A 17-year-old girl, who was forced into marriage, decided to leave her husband after a few years so she could study.
Anushree Haldar, now 20 years old, ended her marriage and came back home against her family’s wishes and is now a second-year undergraduate student at Berhampore College.
She cycles for 15 minutes up to the bus stop from her village Nandigram in Murshidabad and then takes a 45 minutes bus ride to reach the college.
Anushree faced resistance from her husband and her family but she had the courage and determination. With that will, she decided to leave her husband and his family.
She never looked back.
“Initially, my husband and in-laws did try to stop me but when they realised that I will not stay back, they gave up. I did not run away. I took a rickshaw and returned to my village,” she said.
But the 17-year-old was not welcomed at her own home. She did not have her family’s support to take admission in Class XI.

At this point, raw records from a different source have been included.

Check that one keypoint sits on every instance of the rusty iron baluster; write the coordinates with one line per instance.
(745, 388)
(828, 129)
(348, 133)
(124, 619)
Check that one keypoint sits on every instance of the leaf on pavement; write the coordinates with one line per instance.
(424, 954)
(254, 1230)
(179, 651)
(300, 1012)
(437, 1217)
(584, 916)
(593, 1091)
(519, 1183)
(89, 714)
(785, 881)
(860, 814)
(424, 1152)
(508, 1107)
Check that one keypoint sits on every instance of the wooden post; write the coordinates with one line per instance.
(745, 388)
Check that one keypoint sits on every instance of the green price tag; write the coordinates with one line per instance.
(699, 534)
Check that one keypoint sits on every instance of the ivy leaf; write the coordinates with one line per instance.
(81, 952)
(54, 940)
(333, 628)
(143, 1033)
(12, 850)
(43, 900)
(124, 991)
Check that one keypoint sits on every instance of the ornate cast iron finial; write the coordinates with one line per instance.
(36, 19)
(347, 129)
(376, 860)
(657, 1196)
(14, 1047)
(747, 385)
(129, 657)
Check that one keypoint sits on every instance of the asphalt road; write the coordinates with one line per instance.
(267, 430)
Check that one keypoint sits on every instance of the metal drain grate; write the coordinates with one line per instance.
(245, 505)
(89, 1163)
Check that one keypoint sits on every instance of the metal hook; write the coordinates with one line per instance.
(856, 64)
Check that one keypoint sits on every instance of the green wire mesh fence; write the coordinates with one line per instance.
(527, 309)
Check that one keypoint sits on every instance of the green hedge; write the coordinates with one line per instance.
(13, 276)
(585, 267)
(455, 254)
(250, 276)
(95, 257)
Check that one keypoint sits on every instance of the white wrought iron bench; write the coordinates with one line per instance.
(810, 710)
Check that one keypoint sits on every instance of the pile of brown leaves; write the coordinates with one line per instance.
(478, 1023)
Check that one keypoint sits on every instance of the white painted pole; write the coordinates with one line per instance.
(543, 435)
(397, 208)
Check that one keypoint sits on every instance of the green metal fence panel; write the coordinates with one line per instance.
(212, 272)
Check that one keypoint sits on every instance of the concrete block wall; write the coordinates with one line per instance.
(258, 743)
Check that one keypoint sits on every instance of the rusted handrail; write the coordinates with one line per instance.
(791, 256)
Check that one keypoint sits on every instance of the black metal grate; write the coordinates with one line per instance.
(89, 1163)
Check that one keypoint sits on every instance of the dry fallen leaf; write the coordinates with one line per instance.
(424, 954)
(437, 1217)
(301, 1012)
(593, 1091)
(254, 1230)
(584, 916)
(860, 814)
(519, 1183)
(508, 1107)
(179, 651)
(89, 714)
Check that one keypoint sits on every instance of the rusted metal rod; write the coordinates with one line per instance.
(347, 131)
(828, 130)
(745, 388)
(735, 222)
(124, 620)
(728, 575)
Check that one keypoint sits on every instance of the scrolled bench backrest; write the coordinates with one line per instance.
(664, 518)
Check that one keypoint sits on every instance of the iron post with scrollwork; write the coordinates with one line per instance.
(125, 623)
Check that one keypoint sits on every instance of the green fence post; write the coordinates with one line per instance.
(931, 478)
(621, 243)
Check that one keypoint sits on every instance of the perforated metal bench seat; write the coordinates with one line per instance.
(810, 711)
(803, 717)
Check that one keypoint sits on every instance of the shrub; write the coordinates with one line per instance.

Anushree had some money that she had saved from some scholarships she had received earlier.
She used that to take admission in Amrita Kundu Krishna Kamini Vidya Mandir, a school in a neighbouring village.
“It does not take a lot of money to study in a government school. So, I could manage with what I had. Later, my mother accepted me and supported my decision,” said Anushree. Her father had passed away in 2012.
Anushree and some other young girls and boys were felicitated in a programme in the city recently organised by Nehru Yuva Kendra Sangathan (under the Union ministry of youth affairs & sports) and Unicef.
The young girls and boys have been fighting in their villages and neighbourhoods against child marriage, violence against children and gender equality.
They pledged to continue to do so.
Anushree’s fight did not end with her ending her marriage. But it continues as she tries to stop many others like her from getting married.
“It is important for girls to stand on their own feet. Unless girls study and get educated how will they become independent?” she told The Telegraph.
“During awareness campaigns carried out by the government, we hear that nobody should marry before the age of 18. But in reality, that is not the case. I try to build awareness among my friends or in my village that education and equality are important for a woman,” she said.
The chief of Unicef in Bengal said that young campaigners helped to spread awareness in the community, something that government schemes alone could not do.
There is Sana Tahseen from Kolkata, who spreads awareness to prevent violence against children. Soumen Das of Jalpaiguri works to raise awareness on education for girl children.
“There are schemes through which the government tries to curb child marriages. But there are certain norms in society that can be challenged by creating awareness and the youth help in doing that,” said Mohammad Mohiuddin, chief, Unicef office of Bengal.
“The percentage of women aged 20-24 married off before the age of 18 is 41.6 per cent, according to the recent National Family Health Survey (NFHS5),” he said.
Child marriage has adverse impacts on the health of the girl child. It cuts short girls’ schooling, restricts their entry into the workforce and brings lifelong subjugation and suffering.